Slope stability problems in geotechnical and geo-environmental engineering involve the solution of equilibrium equations of force and moment. This is traditionally accomplished through traditional method of slices techniques or more progressive stress-based methods. SVSLOPE implements a wide variety of both limit equilibrium methods as well as newer stress-based methods. The classic Bishops, Sarma, Ordinary, Spencers, Morgenstern-Price, GLE, and US Army Corps of Engineers methods are implemented.
The method of slices involves calculating the forces at the base of each slice by the weight of the slice and its height. The newer stress-based techniques use the finite element method in order to calculate more detailed information related to the stresses in the slope. With the finite element-based approach it is possible to represent more complex stress conditions in the slope. The SVSOLID software may be used in order to calculate the finite element stresses in a particular slope.

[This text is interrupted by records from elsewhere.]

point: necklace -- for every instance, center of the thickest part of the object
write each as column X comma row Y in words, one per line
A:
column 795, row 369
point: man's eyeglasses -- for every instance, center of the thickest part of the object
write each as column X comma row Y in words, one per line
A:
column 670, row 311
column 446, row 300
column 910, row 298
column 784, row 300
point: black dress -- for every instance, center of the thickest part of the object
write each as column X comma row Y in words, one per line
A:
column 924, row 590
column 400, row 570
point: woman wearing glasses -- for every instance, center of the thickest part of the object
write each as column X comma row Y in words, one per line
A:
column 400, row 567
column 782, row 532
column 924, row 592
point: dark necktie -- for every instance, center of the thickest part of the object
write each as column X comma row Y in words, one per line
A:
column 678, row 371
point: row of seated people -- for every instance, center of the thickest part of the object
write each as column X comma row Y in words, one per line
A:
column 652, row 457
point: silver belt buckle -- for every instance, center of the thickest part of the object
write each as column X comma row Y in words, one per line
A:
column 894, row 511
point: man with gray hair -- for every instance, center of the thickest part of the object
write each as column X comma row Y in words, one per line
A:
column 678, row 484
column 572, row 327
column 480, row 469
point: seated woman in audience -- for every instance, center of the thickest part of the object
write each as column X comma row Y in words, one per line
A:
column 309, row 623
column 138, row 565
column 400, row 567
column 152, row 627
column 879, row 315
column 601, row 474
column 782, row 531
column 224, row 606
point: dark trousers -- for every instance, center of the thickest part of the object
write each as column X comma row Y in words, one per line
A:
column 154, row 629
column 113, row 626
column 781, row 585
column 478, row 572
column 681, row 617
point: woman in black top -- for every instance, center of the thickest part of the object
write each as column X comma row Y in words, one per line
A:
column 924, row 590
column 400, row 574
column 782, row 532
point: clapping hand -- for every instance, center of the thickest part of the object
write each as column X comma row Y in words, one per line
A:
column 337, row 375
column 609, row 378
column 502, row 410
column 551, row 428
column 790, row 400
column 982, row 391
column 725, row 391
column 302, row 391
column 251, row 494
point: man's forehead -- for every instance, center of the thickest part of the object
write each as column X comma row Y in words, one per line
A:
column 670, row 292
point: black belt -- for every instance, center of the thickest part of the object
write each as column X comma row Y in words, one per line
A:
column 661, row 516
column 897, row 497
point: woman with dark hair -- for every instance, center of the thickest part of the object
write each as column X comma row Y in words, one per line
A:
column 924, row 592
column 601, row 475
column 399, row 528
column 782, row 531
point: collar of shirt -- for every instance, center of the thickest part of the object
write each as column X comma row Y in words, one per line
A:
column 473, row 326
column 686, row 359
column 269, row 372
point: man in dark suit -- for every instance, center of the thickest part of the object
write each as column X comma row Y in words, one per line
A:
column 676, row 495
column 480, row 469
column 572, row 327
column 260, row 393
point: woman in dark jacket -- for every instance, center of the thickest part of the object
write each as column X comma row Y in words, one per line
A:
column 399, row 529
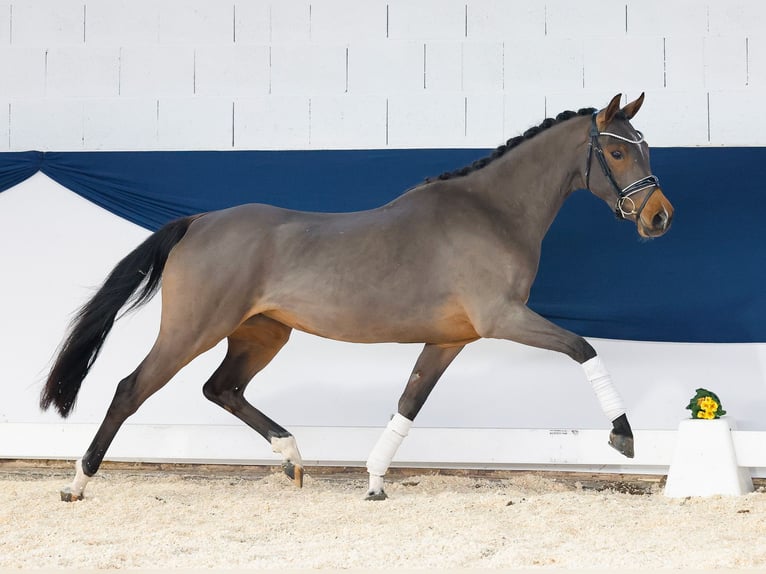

The user enters geometry, material properties, and analysis constraints (such as searching methodologies) through a CAD-type graphical user interface (GUI). The results may also be viewed in the context of a graphical user interface. The geometry is simply entered as regions which may be drawn, pasted in from Excel, or imported from AutoCAD DXF files. The factor of safety for a specific failure surface is computed as the forces driving failure along the surface divided by the shear resistance of the soils along the surface.[1]
SVSLOPE implements a number of different searching algorithms to identify the critical slip surface. Algorithms for determining both circular and non-circular critical slip surfaces are implemented. Specified slip surfaces can also be employed.
A library of slope stability benchmark models are distributed with the software.[2]